Input Fields: gr.Textbox handles text input for user details and comments. gr.Dropdown provides multi-select options for specialties. gr.Radio is used for single-choice selections like years of experience, pairwise comparisons, and individual ratings.
Interactive Display: gr.Chatbot provides scrollable, interactive displays for model responses, capable of rendering markdown.
Buttons: gr.Button elements control navigation (Next, Back, Home Page), initiate actions (Participate in Evaluation, Submit), and manage specific UI elements (Clear Selection, This question does not make sense).
gr.State(): This fundamental Gradio component is used to store and pass information between different function calls and pages. Variables like user_info_state, pairwise_state, and data_subset_state preserve crucial evaluation context.
Modal(): Used for presenting critical information or confirmation requests in a pop-up window, enhancing user experience for actions like submission or error notifications.

Event Handling and Validation

Gradio's event handling mechanism (.click(), .change(), .then()) is central to the application's interactive nature:

go_to_eval_progress_modal(...): Triggered by clicking "Next" on the registration page. It validates user inputs, then fetches and prepares the first question for evaluation, showing the eval_progress_modal.
go_to_page2(...): Activated by the "Next: Rate Responses" button on the pairwise comparison page. It saves the pairwise choices and reasons, then transitions the user to the detailed rating page.

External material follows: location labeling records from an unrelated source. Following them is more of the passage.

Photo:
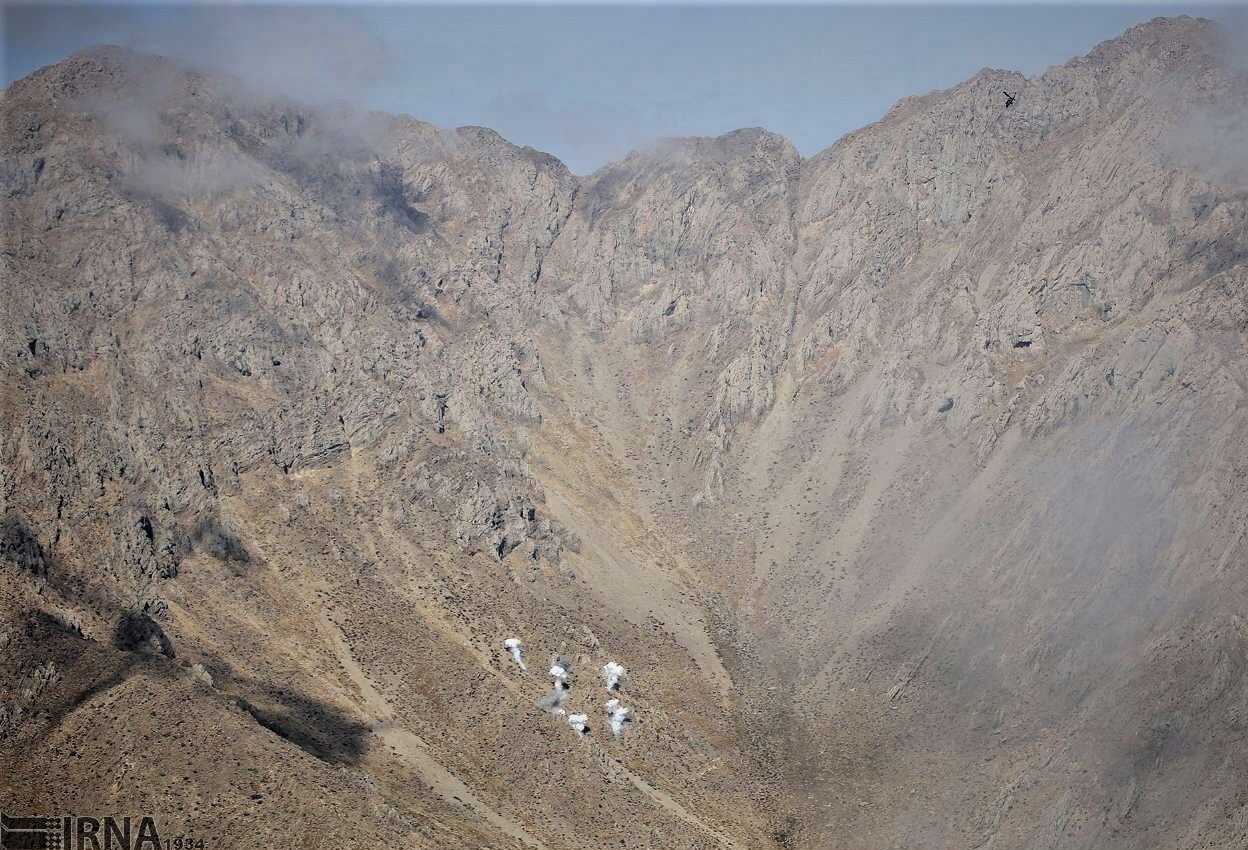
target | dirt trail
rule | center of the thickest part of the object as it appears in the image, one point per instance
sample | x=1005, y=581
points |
x=411, y=747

restrict_choices(...): This function is a key part of the constraint-based rating. It is triggered whenever a rating radio button for Model A or Model B is changed. It dynamically updates the available choices for the other model's rating based on the selected pairwise comparison and the current rating, ensuring consistency.

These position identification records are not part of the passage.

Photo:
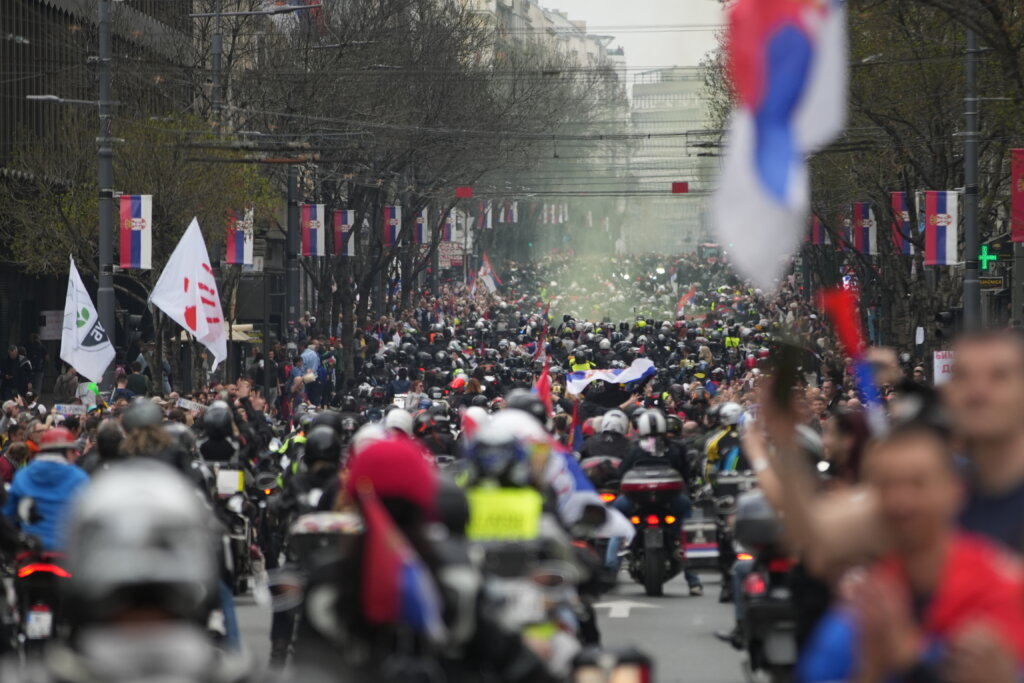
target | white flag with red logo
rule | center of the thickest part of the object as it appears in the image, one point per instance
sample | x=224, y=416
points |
x=186, y=292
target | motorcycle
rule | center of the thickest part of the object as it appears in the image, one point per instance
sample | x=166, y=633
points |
x=38, y=590
x=770, y=626
x=654, y=555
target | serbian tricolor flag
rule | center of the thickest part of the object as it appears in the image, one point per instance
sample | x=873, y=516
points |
x=901, y=223
x=397, y=587
x=313, y=230
x=685, y=299
x=487, y=274
x=864, y=229
x=240, y=238
x=344, y=245
x=939, y=222
x=421, y=235
x=448, y=230
x=1017, y=195
x=392, y=223
x=136, y=231
x=818, y=235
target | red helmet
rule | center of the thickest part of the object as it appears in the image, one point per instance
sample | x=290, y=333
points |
x=57, y=438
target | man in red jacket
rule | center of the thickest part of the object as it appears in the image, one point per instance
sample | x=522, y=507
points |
x=940, y=600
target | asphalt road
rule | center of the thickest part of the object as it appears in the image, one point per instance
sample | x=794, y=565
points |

validate_ratings(...): This function is called when the "Submit" button is clicked. It performs a consistency check between the pairwise comparisons and the individual model ratings. If any discrepancies are found (e.g., Model A rated lower than B but chosen as "better" in pairwise), an error message is generated.
Submission Flow: The submit_btn's .click() event first calls validate_ratings. Its .then() method then processes the validation result. If valid, a confirmation modal (confirm_modal) appears.
final_submit(...): If the user confirms submission, this function is executed. It constructs the complete evaluation record using build_row_dict, appends it to the correct Google Sheet (TXAGENT_RESULTS_SHEET_BASE_NAME + evaluator ID), and then re-evaluates the remaining questions. Based on the count, it either shows the eval_progress_modal for the next question or the final_page if no more questions are available.
reset_everything_except_user_info(): After a successful submission and when proceeding to a new question, this function resets all evaluation-specific UI components to their default empty or unselected states, ensuring a clean slate for the next task.